Hitherto it has never been given to aberration of mind to produce a serious effect upon the progress of humanity.

Jesus undoubtedly did not, at once, reach this lofty affirmation of himself; but it is probable that from the very first he looked to God in the relation of a son to a father. This is his great act of originality; in this he is in no wise with his race. Neither the Jew nor the Moslem have learned this delightful theology of love. The God of Jesus is not the hateful master who kills us when he pleases, damns us when he pleases, saves us when he pleases. He is our Father. We hear him when we listen to a low voice within us which says, "Father."

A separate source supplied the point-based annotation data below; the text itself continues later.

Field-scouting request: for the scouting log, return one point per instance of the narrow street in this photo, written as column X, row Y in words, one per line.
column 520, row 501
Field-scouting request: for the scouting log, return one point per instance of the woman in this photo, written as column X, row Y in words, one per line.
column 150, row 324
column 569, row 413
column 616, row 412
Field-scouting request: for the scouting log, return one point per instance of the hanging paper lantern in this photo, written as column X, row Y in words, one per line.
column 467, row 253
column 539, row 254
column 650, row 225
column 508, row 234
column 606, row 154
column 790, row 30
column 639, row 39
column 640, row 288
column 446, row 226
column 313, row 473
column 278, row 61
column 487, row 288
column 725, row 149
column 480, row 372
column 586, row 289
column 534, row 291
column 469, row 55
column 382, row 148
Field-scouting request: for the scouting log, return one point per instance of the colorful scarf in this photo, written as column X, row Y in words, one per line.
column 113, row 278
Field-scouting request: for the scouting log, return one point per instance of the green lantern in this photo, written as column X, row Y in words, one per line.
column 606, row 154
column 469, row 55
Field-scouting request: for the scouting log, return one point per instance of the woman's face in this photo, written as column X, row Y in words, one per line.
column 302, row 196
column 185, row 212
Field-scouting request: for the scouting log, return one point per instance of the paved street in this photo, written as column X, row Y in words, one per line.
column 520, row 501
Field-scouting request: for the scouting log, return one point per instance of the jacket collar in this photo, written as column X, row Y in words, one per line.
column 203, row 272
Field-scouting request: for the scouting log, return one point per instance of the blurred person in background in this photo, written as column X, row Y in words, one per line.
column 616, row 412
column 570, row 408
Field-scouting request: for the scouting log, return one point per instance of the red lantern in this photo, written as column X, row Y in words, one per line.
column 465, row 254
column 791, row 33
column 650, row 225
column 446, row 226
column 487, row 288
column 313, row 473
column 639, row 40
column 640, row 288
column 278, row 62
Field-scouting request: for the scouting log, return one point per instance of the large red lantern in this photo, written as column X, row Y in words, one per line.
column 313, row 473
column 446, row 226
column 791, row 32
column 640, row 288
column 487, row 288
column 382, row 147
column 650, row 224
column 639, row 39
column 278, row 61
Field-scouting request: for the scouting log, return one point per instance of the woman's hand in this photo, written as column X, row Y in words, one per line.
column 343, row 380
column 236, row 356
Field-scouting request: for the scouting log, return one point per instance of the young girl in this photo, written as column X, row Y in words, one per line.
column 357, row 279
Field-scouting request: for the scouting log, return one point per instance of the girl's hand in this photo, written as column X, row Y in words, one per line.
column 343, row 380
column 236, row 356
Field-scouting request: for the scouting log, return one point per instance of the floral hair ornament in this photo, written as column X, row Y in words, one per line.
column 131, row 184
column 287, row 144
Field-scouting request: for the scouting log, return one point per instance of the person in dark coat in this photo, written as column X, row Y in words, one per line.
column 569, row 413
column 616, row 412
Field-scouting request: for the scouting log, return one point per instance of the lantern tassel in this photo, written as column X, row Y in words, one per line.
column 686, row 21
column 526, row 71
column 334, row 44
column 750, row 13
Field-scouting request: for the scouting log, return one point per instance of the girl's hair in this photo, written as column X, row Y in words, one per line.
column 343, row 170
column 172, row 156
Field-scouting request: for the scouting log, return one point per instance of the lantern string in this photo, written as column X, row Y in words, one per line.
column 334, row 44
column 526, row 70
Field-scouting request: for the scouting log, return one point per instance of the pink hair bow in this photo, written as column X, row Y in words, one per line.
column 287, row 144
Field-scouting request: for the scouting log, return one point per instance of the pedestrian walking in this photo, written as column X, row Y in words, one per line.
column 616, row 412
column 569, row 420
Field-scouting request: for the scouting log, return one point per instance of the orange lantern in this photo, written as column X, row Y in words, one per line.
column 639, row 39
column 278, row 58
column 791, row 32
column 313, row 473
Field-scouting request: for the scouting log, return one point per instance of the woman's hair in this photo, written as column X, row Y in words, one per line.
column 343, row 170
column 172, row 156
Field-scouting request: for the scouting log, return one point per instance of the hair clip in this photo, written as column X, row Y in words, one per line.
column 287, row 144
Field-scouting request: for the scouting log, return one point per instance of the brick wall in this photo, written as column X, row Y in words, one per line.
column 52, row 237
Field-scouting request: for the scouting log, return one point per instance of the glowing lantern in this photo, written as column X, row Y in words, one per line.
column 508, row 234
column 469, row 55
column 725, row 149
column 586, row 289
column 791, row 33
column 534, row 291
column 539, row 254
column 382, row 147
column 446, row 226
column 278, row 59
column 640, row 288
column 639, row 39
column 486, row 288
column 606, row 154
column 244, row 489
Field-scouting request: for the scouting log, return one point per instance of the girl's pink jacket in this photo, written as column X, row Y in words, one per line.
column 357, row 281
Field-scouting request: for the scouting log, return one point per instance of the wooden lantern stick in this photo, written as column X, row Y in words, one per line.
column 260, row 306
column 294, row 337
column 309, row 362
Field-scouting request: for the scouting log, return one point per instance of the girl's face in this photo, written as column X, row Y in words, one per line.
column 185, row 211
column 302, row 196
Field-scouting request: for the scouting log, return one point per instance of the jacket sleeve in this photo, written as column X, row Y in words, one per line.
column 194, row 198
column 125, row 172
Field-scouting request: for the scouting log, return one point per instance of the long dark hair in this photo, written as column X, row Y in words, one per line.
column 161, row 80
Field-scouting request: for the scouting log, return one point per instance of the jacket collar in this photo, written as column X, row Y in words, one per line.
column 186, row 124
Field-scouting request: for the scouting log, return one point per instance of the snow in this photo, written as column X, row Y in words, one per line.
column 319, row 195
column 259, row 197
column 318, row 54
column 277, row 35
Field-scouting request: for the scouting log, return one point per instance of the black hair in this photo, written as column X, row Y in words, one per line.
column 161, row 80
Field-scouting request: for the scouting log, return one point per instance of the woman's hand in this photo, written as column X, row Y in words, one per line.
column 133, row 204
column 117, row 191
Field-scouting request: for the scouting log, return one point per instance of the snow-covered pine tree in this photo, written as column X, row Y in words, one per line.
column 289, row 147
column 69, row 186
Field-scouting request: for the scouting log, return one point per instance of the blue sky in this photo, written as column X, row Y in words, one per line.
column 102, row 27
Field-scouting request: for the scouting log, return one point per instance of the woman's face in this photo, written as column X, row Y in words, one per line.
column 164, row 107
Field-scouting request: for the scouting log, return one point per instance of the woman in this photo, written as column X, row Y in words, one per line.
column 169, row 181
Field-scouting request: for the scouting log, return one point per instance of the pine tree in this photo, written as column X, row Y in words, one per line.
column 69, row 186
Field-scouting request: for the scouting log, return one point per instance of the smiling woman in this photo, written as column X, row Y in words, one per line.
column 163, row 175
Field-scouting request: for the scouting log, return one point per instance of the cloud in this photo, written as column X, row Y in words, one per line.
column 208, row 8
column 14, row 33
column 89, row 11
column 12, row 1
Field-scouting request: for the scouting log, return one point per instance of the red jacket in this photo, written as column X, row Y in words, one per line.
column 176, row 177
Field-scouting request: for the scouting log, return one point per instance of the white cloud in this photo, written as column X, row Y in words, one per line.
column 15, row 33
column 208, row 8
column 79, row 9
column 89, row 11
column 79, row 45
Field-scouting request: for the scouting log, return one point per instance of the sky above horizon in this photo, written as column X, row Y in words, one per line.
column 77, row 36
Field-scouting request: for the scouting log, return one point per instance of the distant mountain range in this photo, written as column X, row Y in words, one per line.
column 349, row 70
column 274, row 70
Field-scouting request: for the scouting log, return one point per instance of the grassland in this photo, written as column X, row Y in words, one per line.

The God of Jesus is not the partial despot who has chosen Israel for his people, and protects it in the face of all and against all. He is the God of humanity. Jesus will not be a patriot like the Maccabees, or a theocrat like Juda the Gaulonite. Rising boldly above the prejudices of his nation, he will establish the universal fatherhood of God. *

Jesus was not sinless; he conquered the same passions which we combat; no angel of God comforted him, save his good conscience; no Satan tempted him, save that which each bears in his heart. As many of the grand aspects of his character are lost to us by the fault of his disciples, it is probable also that many of his faults have been dissembled. But never has any man made the interests of humanity predominate in his life over the littleness of self-love so much as he. Devoted without reserve to his idea, he subordinated everything to it to such a degree, that towards the end of his life

the universe no longer existed for him. It was by this flood of heroic will that he conquered heaven.-Ernest Renan.

THE SPIRITUAL MAN REAL.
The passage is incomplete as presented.